Bioavailable SnF2’s gingival health properties are well-established and recognized to be associated with its anti-plaque effects, such as inhibiting and reducing plaque bacteria’s adhesion and growth, along with the inhibition of acid production and other metabolic toxins.29,30,34 However, research has shown that the quantity of plaque bacteria does not firmly correlate with gingival inflammation.24 To explore if other factors beyond metabolic actions might be at play and whether SnF2 could directly interact with bacterial endotoxins to affect pathogenicity, a series of laboratory and clinical investigations employing novel methodologies were conducted to evaluate the potential plaque endotoxin binding to oral care cationic antimicrobials like SnF2.25,26,35-39 This research generated the new findings revealing an additional means by which bioavailable SnF2 apparently acts to control plaque while preventing and reducing gingivitis: SnF2 disrupts the gingival inflammation process by reducing plaque toxicity.
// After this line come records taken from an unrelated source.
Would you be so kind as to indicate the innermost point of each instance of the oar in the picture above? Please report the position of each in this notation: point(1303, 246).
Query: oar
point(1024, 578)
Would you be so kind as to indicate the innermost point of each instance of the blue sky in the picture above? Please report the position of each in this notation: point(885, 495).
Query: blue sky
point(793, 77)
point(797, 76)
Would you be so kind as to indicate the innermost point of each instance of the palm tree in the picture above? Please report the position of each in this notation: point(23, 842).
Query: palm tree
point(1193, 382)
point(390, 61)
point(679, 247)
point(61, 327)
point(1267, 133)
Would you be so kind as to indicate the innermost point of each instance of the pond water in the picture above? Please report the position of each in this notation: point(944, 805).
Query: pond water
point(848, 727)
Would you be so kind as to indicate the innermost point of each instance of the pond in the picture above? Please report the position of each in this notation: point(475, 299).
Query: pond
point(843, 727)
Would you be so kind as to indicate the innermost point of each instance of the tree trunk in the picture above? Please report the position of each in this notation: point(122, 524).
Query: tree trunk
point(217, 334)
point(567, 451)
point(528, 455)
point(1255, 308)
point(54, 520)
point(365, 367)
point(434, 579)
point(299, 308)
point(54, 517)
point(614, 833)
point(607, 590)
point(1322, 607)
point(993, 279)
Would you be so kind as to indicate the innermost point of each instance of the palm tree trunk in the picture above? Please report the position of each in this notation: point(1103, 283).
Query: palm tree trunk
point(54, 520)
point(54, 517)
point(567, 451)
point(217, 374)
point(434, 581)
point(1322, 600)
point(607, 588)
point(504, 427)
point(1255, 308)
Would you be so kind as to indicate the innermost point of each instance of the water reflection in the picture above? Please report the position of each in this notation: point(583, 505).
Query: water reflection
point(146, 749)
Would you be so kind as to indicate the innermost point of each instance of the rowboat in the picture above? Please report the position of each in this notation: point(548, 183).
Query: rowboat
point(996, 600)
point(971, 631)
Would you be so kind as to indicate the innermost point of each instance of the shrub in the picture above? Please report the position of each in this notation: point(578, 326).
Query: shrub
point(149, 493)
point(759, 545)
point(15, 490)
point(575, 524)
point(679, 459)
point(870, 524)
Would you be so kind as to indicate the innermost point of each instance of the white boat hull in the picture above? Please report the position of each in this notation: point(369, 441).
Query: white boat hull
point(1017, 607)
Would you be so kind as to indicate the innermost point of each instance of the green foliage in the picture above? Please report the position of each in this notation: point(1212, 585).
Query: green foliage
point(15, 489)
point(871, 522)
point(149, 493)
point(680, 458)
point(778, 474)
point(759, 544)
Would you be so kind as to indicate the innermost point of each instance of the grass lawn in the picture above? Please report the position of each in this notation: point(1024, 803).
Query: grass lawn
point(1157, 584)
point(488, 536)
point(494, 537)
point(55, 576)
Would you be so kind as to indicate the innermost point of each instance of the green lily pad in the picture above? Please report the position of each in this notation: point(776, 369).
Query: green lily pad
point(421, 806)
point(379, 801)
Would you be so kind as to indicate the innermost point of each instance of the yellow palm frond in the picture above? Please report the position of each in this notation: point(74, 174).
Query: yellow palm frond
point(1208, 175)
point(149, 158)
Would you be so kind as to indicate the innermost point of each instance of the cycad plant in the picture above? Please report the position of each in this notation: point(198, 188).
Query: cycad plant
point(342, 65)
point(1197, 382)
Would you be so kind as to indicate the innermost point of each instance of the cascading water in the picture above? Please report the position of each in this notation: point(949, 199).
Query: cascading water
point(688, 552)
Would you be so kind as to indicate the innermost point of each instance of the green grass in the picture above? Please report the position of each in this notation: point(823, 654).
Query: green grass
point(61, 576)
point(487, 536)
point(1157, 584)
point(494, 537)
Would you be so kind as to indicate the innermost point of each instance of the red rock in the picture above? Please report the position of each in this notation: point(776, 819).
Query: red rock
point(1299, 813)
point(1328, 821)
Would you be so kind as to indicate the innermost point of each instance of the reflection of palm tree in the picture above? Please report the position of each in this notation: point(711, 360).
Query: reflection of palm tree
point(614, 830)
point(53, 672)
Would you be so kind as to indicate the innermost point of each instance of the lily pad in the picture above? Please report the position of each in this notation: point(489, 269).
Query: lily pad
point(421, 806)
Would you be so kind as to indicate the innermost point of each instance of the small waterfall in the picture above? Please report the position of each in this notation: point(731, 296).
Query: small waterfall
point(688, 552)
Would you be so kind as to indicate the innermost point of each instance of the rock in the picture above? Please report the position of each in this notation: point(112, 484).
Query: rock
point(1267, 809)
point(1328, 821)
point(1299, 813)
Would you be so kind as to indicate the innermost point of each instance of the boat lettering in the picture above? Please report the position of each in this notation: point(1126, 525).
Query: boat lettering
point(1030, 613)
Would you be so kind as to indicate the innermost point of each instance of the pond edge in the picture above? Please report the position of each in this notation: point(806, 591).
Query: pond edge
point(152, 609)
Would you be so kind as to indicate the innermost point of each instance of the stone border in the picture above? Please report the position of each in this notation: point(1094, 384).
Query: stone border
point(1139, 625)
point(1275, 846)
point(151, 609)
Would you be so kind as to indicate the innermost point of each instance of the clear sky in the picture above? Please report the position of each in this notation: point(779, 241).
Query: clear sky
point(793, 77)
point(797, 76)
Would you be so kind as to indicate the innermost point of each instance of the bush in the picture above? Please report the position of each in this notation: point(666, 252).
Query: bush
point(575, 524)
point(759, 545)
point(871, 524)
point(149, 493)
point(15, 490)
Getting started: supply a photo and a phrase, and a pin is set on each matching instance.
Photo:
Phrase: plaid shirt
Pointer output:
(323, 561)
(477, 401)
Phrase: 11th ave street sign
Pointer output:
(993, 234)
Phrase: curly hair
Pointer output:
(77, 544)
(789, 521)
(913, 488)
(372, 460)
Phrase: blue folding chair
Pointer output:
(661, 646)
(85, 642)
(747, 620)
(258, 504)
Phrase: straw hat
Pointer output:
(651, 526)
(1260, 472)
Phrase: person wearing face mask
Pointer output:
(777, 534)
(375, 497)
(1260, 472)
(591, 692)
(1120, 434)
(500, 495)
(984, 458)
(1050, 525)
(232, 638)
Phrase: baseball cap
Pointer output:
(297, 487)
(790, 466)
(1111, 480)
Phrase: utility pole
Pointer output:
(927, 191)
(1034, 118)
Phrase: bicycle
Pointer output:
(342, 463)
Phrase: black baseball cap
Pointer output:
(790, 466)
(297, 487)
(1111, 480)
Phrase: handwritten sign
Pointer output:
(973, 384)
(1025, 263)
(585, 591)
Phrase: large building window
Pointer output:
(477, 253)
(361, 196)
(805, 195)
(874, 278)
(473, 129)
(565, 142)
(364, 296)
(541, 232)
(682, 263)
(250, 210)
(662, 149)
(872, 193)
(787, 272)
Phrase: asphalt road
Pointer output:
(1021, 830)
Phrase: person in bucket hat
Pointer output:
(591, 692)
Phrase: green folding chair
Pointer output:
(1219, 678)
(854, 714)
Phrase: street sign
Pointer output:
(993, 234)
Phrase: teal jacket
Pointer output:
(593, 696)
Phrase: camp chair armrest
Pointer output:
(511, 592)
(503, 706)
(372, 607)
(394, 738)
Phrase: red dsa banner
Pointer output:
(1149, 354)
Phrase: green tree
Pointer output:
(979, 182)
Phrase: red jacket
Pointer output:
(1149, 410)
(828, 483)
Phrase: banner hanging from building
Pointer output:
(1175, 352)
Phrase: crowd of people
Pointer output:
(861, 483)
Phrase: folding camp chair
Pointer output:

A summary of the studies’ findings on this effect showed that before the host TLRs in the gingival sulcus can mount the inflammatory response that would be expected when encountering plaque bacteria endotoxins, SnF2 present in the mouth (e.g., from toothbrushing) intervenes and binds the endotoxins, thus effectively blocking them from affixing with TLRs, and undermining the typical cytokine-driven series of events that leads to inflammation and bleeding (Figure 6).

Figure 6.
In laboratory investigations,25,26 bioavailable stannous fluoride blocked the reactivity of plaque endotoxins (e.g., LPS) to toll-like receptors (TLR) to effectively diffuse the host cytokine-driven inflammatory response.

With regular exposure to a properly formulated bioavailable SnF2 dentifrice, then, the customary deleterious effects of plaque endotoxins can be blunted, preventing gingivitis or reducing it to a level consistent with homeostasis, and lowering the potential for more advanced periodontal disease.25,26 Click on Figure 7 to view an animation illustrating this process.

Figure 7.
Video illustrating stannous fluoride’s ability to bind to endotoxins, thereby preventing the activation of toll-like receptors and the inflammatory response.

To better visualize how bioavailable fluoride impacts the inflammatory response, consider the example of a traditional alarm clock (Figure 8). Here the electrical cord connecting the alarm clock to the electrical outlet symbolizes host TLR, while the outlet is analogous to plaque LPS endotoxin. In the absence of SnF2, plugging in the cord (TLR) to the outlet (LPS) results in a preset alarm functioning by going off – or in the case of TLR/LPS – the triggering of the inflammatory cascade.

Figure 8.
Host toll receptors can be imagined as the electrical cord that plugs into the outlet (i.e., LPS) and incite the inflammatory cascade (here the alarm sounding) in the absence of stannous fluoride.

However, if a childproof outlet protector covers the electrical outlet and blocks the cord from being plugged in (see the bottom/lower outlet in Figure 8) the clock has no power and the alarm cannot be activated. Similarly, with bioavailable SnF2 acting in like fashion to the safety outlet cover, LPS is bound and the gingival inflammatory response is thwarted.